Friday, 5 August 2016
Feet of clay
Can they not see that everyone has feet of clay, everyone has personal failings and hang-ups, that absolutely nobody is perfect? Apparently not.
The cult-like worship of the Labour Party leader Jeremy Corbyn is a case in point. His thousands of supporters, aka Corbynistas, are quite sure he can walk on water, that he is a political genius, and any setbacks are always the fault of someone else.
Anyone who suggests Jeremy is falling down on the job, that he's not an effective leader, that he's not doing enough to woo the voters, is treated to a hail of abuse and venom as if they had insulted the Queen.
There are plenty of similar "heroes" whose fans jump on critics like a ton of bricks. Like Caitlyn Jenner or Lady Gaga or Margaret Thatcher. They're put on an artificial pedestal they simply don't deserve.

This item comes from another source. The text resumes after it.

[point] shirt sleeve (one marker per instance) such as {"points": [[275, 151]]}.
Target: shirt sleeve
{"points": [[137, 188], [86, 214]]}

As a teenager, I was a bit of a hero-worshipper myself. First it was rock stars like the Beatles and the Stones, then it was fashionable rebels like the psychiatrist Ronnie Laing, the black activist Angela Davis and militant feminists like Germaine Greer.
But you would expect adulthood to bring a more realistic view of the world and the realisation that there are no heroes, only fallible mortals who get drunk and swear and make colossal blunders the same as the rest of us. Nobody but nobody is a pure and saintly human being, and treating them as if they are is just idiotic.
I can safely say I haven't hero-worshipped anyone for decades, and I'm astonished at the number of people who do. I threw away the rose-tinted spectacles some time ago.